There are now two practical swarm surfaces:

  • eval surface: workers edit only src/zero960/workspace_template/eval.py and benchmark with train/benchmark_eval.py
  • search surface: workers edit only src/zero960/engine/search.py and benchmark with train/benchmark_engine.py so each side gets its own eval plus its own searcher

Evaluation Loop

Every candidate should go through the same loop:

  1. read current engine code and latest benchmark results
  2. make one bounded patch
  3. stop quickly and hand the patch back to the coordinator
  4. let the coordinator run a cheap screen benchmark first
  5. run a heavier final benchmark only on the best screen winner
  6. keep only patches that improve held-out score or estimated Elo delta

Preferred rule:

  • no patch is promoted unless it beats the current champion on a fixed held-out benchmark set
  • each worker should make one bounded patch and stop; the coordinator owns held-out benchmarking
  • benchmark in stages: cheap screen on all eligible candidates, heavier final check only for the best screen winner
  • workers that run too long should be timed out rather than left to wander
  • workers should inspect accepted history first so lanes diverge instead of repeating the same patch four times

Safety Constraints

Keep the search legible and hard to game.

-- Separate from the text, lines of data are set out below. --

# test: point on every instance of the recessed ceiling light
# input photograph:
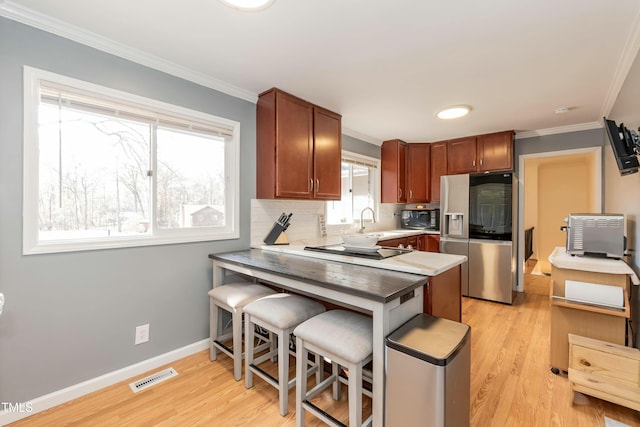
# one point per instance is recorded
(248, 5)
(454, 112)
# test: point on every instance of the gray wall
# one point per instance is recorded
(71, 317)
(354, 145)
(622, 193)
(559, 142)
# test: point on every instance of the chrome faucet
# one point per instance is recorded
(373, 218)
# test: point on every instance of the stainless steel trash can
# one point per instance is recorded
(427, 373)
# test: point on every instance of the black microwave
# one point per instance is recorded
(420, 219)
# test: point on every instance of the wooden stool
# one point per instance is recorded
(345, 338)
(231, 297)
(280, 314)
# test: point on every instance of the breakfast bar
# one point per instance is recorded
(390, 297)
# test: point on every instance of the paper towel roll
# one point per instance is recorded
(594, 293)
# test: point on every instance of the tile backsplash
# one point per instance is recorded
(305, 220)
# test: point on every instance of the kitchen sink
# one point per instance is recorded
(382, 253)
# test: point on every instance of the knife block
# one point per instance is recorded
(276, 236)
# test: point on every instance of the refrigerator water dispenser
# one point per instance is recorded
(454, 224)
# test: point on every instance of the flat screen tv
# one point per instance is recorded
(624, 145)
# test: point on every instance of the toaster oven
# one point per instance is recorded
(595, 235)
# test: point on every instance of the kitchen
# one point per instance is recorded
(38, 306)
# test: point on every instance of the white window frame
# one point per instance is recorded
(31, 245)
(376, 186)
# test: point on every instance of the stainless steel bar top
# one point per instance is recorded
(367, 282)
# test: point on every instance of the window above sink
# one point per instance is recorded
(359, 184)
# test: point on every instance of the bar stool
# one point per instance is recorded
(345, 338)
(280, 314)
(231, 297)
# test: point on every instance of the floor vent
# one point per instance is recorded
(153, 379)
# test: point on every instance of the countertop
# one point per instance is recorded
(559, 258)
(362, 281)
(416, 262)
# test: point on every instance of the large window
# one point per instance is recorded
(108, 169)
(359, 177)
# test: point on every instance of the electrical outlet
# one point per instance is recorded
(142, 334)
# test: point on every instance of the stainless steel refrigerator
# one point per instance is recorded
(478, 219)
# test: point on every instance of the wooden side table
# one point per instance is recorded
(590, 321)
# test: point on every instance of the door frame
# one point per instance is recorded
(597, 188)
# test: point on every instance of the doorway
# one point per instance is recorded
(551, 186)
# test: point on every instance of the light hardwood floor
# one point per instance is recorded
(511, 385)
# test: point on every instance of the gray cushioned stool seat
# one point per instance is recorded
(237, 295)
(343, 333)
(279, 314)
(346, 339)
(231, 297)
(284, 310)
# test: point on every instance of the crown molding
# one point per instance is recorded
(55, 26)
(361, 136)
(559, 129)
(625, 62)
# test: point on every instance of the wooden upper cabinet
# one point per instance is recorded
(299, 149)
(327, 154)
(438, 168)
(495, 151)
(394, 172)
(418, 167)
(482, 153)
(461, 155)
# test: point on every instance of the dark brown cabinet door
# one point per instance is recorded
(394, 172)
(418, 167)
(438, 168)
(327, 154)
(461, 155)
(495, 151)
(294, 147)
(298, 149)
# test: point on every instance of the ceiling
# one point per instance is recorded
(386, 66)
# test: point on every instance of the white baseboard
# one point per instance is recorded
(59, 397)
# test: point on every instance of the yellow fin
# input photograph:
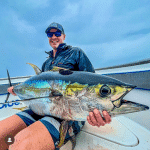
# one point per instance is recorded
(36, 69)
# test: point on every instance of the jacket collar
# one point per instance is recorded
(60, 47)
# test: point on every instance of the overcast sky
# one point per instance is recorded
(111, 32)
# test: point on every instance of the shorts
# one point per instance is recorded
(52, 124)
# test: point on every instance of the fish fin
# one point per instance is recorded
(63, 131)
(65, 72)
(36, 69)
(117, 103)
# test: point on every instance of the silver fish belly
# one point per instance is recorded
(71, 95)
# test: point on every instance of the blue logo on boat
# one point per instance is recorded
(9, 104)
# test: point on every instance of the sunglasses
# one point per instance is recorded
(57, 33)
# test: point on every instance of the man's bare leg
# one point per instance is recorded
(34, 137)
(10, 126)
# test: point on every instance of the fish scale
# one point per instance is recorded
(71, 95)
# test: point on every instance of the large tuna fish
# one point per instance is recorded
(71, 95)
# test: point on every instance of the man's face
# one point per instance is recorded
(55, 41)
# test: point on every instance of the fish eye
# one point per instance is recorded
(104, 91)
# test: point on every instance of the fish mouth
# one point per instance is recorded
(128, 107)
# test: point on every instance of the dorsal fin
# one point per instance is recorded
(36, 69)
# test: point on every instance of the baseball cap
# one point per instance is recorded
(55, 25)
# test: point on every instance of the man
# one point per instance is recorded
(36, 132)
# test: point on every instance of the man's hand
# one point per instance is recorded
(10, 90)
(95, 118)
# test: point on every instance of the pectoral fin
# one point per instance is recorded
(36, 69)
(63, 131)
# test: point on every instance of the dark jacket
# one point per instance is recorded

  • edit only engine files, benchmark code, or clearly scoped support code
  • no dependency churn unless explicitly needed
  • no broad repo rewrites
  • benchmark on held-out Chess960 starts, not only the training positions
  • record candidate, benchmark settings, and result for every accepted patch

Local Setup

The default shape is:

  • install Codex CLI locally
  • log in locally
  • create multiple git worktrees next to the main repo
  • run several Codex workers in parallel from those worktrees
  • keep the main repo as the coordinator / champion branch

Useful local pattern:

  • main repo: champion branch and benchmark history
  • /tmp/0x960-codex-swarm/worker-1
  • /tmp/0x960-codex-swarm/worker-2
  • /tmp/0x960-codex-swarm/worker-3

If device auth is used, codex login --device-auth will print a one-time URL and code. If API-key auth is easier, codex login --with-api-key is also fine.

Optional H100 Use

The H100 is still useful, but not as the primary Codex host.

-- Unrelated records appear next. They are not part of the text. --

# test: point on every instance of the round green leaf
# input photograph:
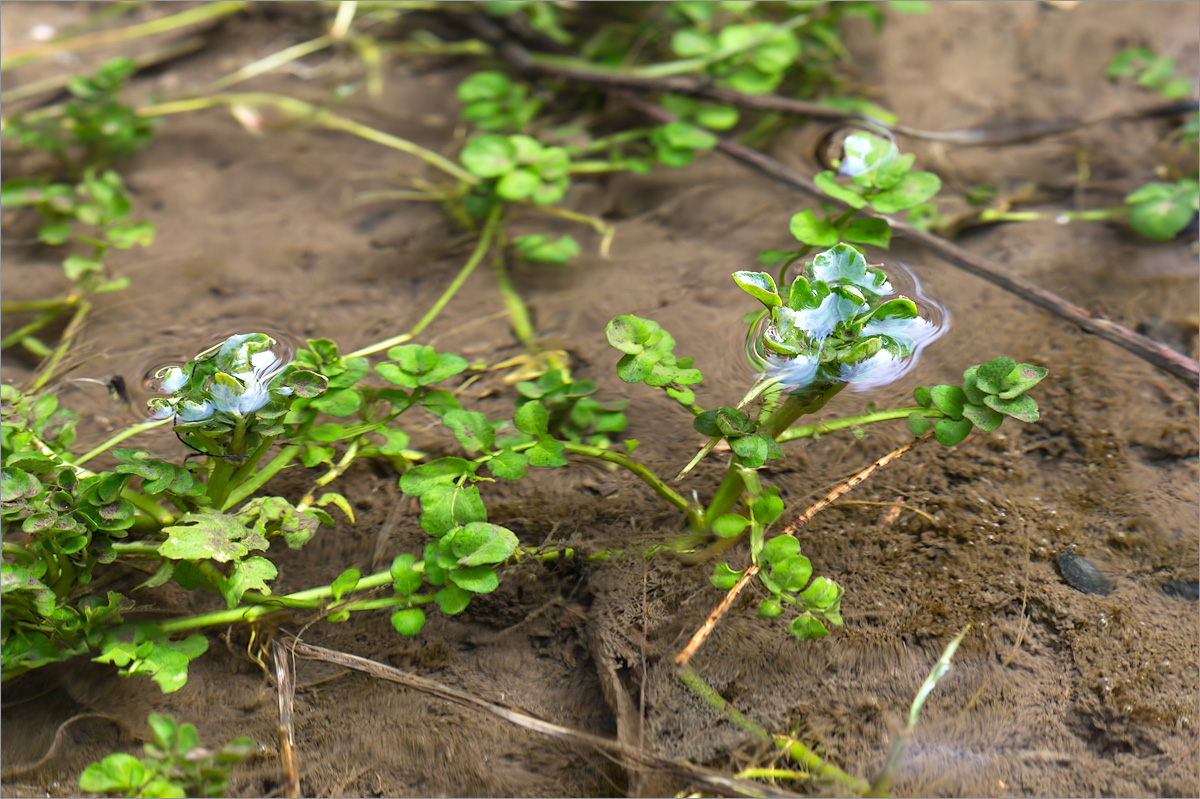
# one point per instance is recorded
(408, 622)
(490, 156)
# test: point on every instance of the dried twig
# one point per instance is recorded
(841, 490)
(286, 688)
(1152, 352)
(534, 66)
(633, 757)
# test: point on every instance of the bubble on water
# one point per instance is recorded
(882, 368)
(145, 379)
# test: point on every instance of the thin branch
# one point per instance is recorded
(631, 756)
(1151, 352)
(537, 65)
(840, 491)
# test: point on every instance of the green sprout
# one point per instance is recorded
(175, 764)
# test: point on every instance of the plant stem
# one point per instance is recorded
(129, 432)
(856, 421)
(207, 12)
(519, 314)
(52, 364)
(485, 240)
(641, 470)
(301, 110)
(792, 749)
(263, 475)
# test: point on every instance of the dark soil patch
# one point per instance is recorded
(1055, 692)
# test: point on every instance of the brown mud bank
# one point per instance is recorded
(1054, 692)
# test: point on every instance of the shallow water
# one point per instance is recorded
(1055, 692)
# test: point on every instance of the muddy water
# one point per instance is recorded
(1055, 692)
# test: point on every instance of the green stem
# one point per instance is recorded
(519, 314)
(161, 516)
(263, 475)
(207, 12)
(796, 406)
(225, 467)
(792, 749)
(52, 364)
(1095, 215)
(641, 470)
(485, 240)
(299, 109)
(129, 432)
(43, 319)
(856, 421)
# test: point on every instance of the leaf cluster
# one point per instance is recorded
(99, 202)
(491, 101)
(648, 356)
(95, 128)
(1161, 210)
(833, 324)
(175, 764)
(988, 394)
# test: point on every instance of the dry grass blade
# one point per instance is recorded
(633, 757)
(840, 491)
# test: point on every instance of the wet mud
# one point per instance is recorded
(1055, 691)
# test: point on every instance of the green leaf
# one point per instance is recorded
(768, 509)
(210, 535)
(828, 182)
(546, 454)
(919, 425)
(724, 577)
(472, 430)
(982, 416)
(490, 156)
(477, 580)
(869, 232)
(730, 524)
(408, 622)
(1023, 378)
(517, 185)
(251, 574)
(342, 402)
(817, 233)
(780, 548)
(345, 583)
(445, 508)
(508, 464)
(755, 450)
(118, 773)
(792, 574)
(990, 377)
(479, 542)
(405, 576)
(949, 400)
(1023, 408)
(484, 85)
(949, 432)
(453, 600)
(426, 476)
(807, 628)
(539, 248)
(718, 118)
(77, 268)
(915, 188)
(760, 286)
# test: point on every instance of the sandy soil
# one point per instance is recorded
(1055, 692)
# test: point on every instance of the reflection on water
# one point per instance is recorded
(149, 374)
(911, 337)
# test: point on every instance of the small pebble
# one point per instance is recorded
(1081, 575)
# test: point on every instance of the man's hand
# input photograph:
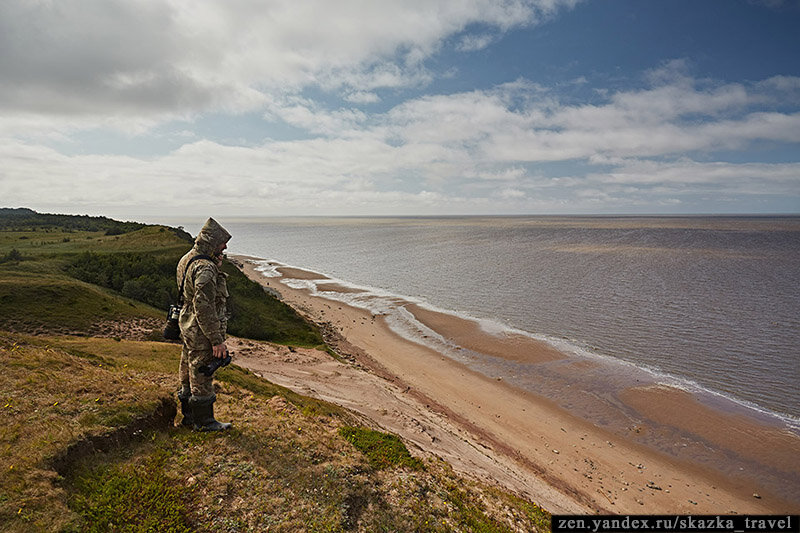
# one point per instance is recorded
(219, 350)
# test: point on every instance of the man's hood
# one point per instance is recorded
(211, 236)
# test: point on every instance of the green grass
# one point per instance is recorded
(129, 496)
(87, 277)
(32, 301)
(383, 450)
(289, 464)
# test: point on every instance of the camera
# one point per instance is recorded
(172, 330)
(210, 368)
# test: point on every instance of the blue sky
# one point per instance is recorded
(143, 109)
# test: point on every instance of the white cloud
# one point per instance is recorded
(171, 57)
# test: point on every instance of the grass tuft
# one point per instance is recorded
(383, 450)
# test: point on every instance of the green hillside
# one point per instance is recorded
(113, 271)
(87, 435)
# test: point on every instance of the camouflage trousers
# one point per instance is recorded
(191, 378)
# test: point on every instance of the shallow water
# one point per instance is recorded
(706, 303)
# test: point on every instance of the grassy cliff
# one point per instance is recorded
(87, 441)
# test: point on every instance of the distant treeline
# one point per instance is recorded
(23, 218)
(148, 278)
(151, 278)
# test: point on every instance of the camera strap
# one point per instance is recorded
(183, 280)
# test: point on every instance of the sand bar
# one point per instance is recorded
(561, 461)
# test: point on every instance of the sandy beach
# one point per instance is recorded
(488, 429)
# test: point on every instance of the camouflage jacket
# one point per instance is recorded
(203, 317)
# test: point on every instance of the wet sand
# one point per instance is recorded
(525, 442)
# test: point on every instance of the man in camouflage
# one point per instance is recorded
(203, 321)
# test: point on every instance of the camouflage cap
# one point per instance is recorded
(212, 234)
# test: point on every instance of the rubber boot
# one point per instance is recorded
(186, 410)
(203, 414)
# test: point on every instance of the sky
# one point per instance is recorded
(149, 109)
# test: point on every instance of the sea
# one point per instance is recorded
(709, 304)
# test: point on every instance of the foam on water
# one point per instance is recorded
(401, 321)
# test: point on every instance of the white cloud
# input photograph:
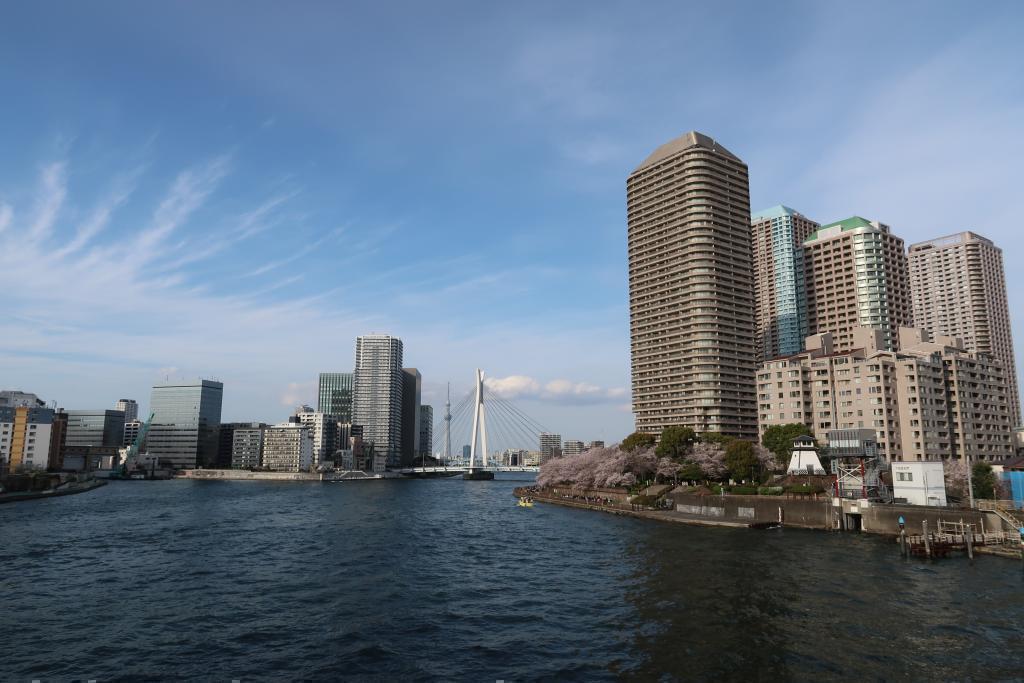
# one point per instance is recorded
(558, 390)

  • run large held-out benchmarks there
  • run student SFT there
  • run RL refinement there if needed later

This keeps Codex orchestration simple while still using the GPU box where it actually matters.

Relationship To OpenEnv

OpenEnv is still the core environment and submission artifact.

This swarm loop is an outer optimization layer:

  • OpenEnv remains the bounded agent environment
  • teacher traces can still be collected from Codex in the bounded action schema
  • the best engine patches found by the swarm can become:
    • stronger workspace templates
    • better baselines
    • better teacher data
    • better student targets

Immediate Next Steps

  1. Finish local Codex CLI auth.
  2. Run uv run python -m train.codex_swarm setup --workers 3.
  3. Start with uv run python -m train.codex_swarm run --workers 3 --rounds 1 --model gpt-5.3-codex --screen-positions 8 --positions 16 --worker-timeout-sec 180 --max-diff-lines 80.
  4. Start on the eval surface only until the hook lanes are no longer giving clean wins, then open the search surface.
  5. Promote only patches that improve held-out benchmark score.
  6. Use the H100 only for heavier benchmark or training passes.
  7. Distill the accepted traces back into the student model after enough wins accumulate.

For a longer autonomous loop, use:

uv run python -m train.codex_swarm run \
  --workers 5 \
  --continuous \
  --max-stall-rounds 3 \
  --model gpt-5.3-codex \
  --screen-positions 8 \
  --positions 16 \
  --max-diff-lines 80 \
  --worker-timeout-sec 180

The coordinator should stay opinionated about patch size. Recent Codex waves tended to rewrite nearly the whole file even when the actual improvement was a one-line or one-function tweak, so the current default rejects candidates that exceed the --max-diff-lines budget.

This keeps running until interrupted or until several consecutive rounds fail to promote a new champion.